Вучич должен был вернуться спустя несколько дней — видно было, что Любица всё как следует приготовила. Зная его популярность в армии, она заранее попросила его организовать моё перед солдатами выступление. Именно оно должно было сыграть роль бомбы и сподвигнуть солдат на неповиновение вороватому кнезу. Что ж, я была ещё слишком зла на Милоша, и потому её предложение показалось мне не столь коварным, сколько мудрым. Я приняла его безоговорочно.
Вечером первого же дня, что я у неё гостила, к ней приехал Милош. Мне тяжело было даже не разговаривать с ним, а терпеть рядом с собой его самодовольное лицо, пока он не предложил мне поехать в Смедерев, близ которого был им вероломно убит Карагеоргий.

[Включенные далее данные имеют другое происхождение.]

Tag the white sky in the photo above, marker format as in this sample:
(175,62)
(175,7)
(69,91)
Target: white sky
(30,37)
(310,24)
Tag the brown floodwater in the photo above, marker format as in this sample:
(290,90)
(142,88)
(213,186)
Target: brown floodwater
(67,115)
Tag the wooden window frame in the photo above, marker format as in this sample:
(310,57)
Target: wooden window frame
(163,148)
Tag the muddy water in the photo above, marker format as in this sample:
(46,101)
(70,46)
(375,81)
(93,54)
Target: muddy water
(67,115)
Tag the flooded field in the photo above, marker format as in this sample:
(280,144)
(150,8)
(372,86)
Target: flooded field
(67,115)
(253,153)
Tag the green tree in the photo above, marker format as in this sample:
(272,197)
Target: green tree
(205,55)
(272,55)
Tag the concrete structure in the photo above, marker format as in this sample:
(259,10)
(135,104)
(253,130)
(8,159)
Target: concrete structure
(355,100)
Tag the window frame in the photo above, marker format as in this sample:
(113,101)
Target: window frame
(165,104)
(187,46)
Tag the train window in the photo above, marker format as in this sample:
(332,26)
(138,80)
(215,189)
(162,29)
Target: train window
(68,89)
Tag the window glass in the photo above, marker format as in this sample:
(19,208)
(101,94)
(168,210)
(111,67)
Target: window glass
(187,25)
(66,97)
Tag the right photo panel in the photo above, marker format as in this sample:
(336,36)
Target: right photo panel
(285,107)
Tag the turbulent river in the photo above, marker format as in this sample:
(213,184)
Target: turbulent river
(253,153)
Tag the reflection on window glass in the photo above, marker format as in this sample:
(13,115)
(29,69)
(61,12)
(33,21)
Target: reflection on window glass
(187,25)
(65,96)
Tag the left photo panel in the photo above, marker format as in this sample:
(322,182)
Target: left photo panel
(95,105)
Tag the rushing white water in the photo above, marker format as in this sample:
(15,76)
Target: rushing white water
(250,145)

— Зачем? Чтобы сложить голову там?
— Не говори так. Было такое время, да и решение это принималось не мной… Вернее, не мной одним. Хочу, чтобы ты видела, что я ничего не имею против твоего пребывания в Сербии и горько раскаиваюсь в содеянном, но прощения не прошу — мне за смерть Георгия отвечать перед Высшим Судом!
Я посмотрела на Любицу — она лишь растерянно пожала плечами. Что ж, повинную голову меч не сечёт, подумала я, махнула рукой и мы все вместе отправились в Смедерев.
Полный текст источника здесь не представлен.